Prime Minister Narendra Modi and his protégé Amit Shah should not repeat the mistake of trying to replicate the party’s brute majority in the Lok Sabha in the state assemblies. They do not have to look long back in history to find similarities. On becoming prime minister, Rajiv Gandhi, riding a huge popularity wave, had attempted similar exercises in the states. By poking state governments which did not belong to his party, he made the regional satraps come together in a grand alliance, forcing the Centre’s hand on several issues.
The coming together of regional satraps had its effect on politics at the Centre. This pushed Rajiv Gandhi to commit one error after other. First he changed the divorce law on the demand of conservative Muslim leaders, following the Supreme Court order in Shah Bano case, thereby opening the locks of the Ramjanambhoomi to assuage Hindu sentiments. He also created a Frankenstein in Vishwanath Pratap Singh, who was ousted as Finance Minister for going after industrial monarchs.
Rajiv Gandhi was given a majority by the electorate because he had promised to take India into the 21st century. He in fact did his bit by introducing the six technology missions on drinking water, immunizations, literacy, oil seeds, telecommunications and dairy production, besides the introduction of computers. His tenure, however, is remembered not for the policies of his government, which over the years have accrued long-term benefits to the nation, but for all the wrong political decisions.
It’s said that populism and good governance don’t go hand-in-hand. This may be true in certain cases. But in a country, which is still habited by a large number of poor people, welfare measures are mistaken for populism by market-driven economists. Matters of foreign policy and economic reforms in a country like India would always come second to the needs of running home and hearth. 
Rajiv Gandhi too was admired for the style statements he made through the Jodhpuri suits and shawls he wore and the way then US president Ronald Reagan had walked him to his car holding an umbrella. These elements gave him a position of pride in the esteem of Indians. Though it only lasted for some days, and subsequently the euphoria died soon. He was ousted from office after he could not counter the “opposition gang-up” against him. I wonder if Prime Minister Narendra Modi is moving towards a similar predicament.
Mr Modi’s cheer leaders would make the Prime Minister believe that the space given to Aam Aadmi Party’s Arvind Kejriwal in Delhi poll by media was due to the extreme bias newspersons have against the BJP. This is not true.

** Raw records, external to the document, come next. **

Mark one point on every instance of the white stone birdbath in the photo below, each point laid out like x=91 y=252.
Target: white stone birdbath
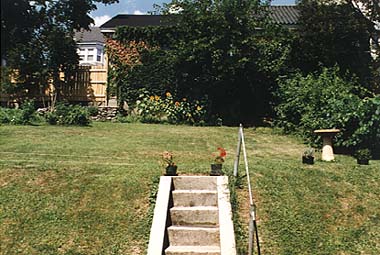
x=327 y=149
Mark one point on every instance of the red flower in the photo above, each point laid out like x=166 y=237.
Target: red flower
x=222 y=151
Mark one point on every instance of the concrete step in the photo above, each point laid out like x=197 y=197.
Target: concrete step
x=194 y=183
x=195 y=216
x=193 y=250
x=195 y=198
x=193 y=236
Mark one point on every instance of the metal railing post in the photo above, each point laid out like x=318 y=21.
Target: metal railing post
x=237 y=158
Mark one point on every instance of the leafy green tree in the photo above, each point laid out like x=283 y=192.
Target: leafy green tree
x=227 y=50
x=334 y=33
x=37 y=41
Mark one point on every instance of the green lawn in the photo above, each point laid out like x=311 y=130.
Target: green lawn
x=75 y=190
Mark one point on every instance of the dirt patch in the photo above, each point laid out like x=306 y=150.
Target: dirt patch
x=10 y=176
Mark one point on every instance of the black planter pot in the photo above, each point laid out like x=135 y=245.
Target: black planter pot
x=216 y=170
x=308 y=160
x=363 y=161
x=171 y=171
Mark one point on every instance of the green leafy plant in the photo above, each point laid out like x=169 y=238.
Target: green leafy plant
x=157 y=109
x=92 y=110
x=167 y=158
x=308 y=153
x=221 y=156
x=68 y=115
x=25 y=115
x=328 y=99
x=363 y=154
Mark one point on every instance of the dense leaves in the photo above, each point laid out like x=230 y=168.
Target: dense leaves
x=328 y=100
x=227 y=50
x=333 y=33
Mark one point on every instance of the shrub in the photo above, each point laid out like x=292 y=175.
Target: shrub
x=92 y=110
x=329 y=101
x=68 y=115
x=156 y=109
x=23 y=116
x=10 y=116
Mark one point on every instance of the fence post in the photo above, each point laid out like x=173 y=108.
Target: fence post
x=237 y=158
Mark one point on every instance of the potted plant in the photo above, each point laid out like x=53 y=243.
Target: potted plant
x=363 y=156
x=216 y=167
x=308 y=156
x=170 y=166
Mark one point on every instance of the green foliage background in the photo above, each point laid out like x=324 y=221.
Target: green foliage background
x=327 y=100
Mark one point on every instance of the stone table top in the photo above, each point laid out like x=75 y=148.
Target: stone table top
x=327 y=131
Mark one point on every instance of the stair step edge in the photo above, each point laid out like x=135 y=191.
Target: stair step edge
x=193 y=249
x=194 y=208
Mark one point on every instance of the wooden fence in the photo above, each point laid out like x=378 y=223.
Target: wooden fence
x=88 y=85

Less than a year-and-half ago the same media was juxtaposing then Prime Minister Manmohan Singh’s Independence Day address from the ramparts of the Red Fort with the speech Mr Modi gave at some state government function at the same time.

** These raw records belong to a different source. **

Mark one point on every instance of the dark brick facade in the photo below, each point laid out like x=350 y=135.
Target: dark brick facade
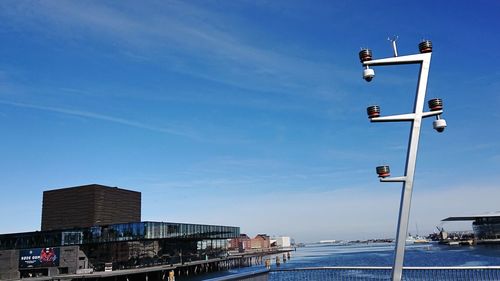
x=88 y=205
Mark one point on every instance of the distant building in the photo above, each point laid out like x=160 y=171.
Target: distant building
x=91 y=245
x=486 y=226
x=89 y=205
x=241 y=243
x=282 y=241
x=261 y=241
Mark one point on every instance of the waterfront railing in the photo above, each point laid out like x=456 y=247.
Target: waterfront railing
x=459 y=273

Less than a fortnight ago, the media went to town with a saturated coverage of US President Barack Obama’s visit to New Delhi and the prime minister given due credit for its success. Therefore, if the media asks question about “projecting a distinguished citizen with no political record as a prospective CM,” just a few days away from the polls, its intentions should not be doubted. Rather the preparedness of ruling party to stand against the challenges posed by anti-incumbency, created within a very short period of rule, should be scrutinised.
The Prime Minister will have to change his philosophy of governance from “Ekla Chalo” to that of “Vasudhaiva Kutumbakam.” Despite not being stated in constitution, India is federation of not just diverse cultures and languages but also economies. A successful Prime Minister will have to cast himself as a “Sutradhar” (leader of a choir) and distance himself from “Adhinayakwad” (absolute leader of a syndicate). Otherwise, his government would fail as a symphony.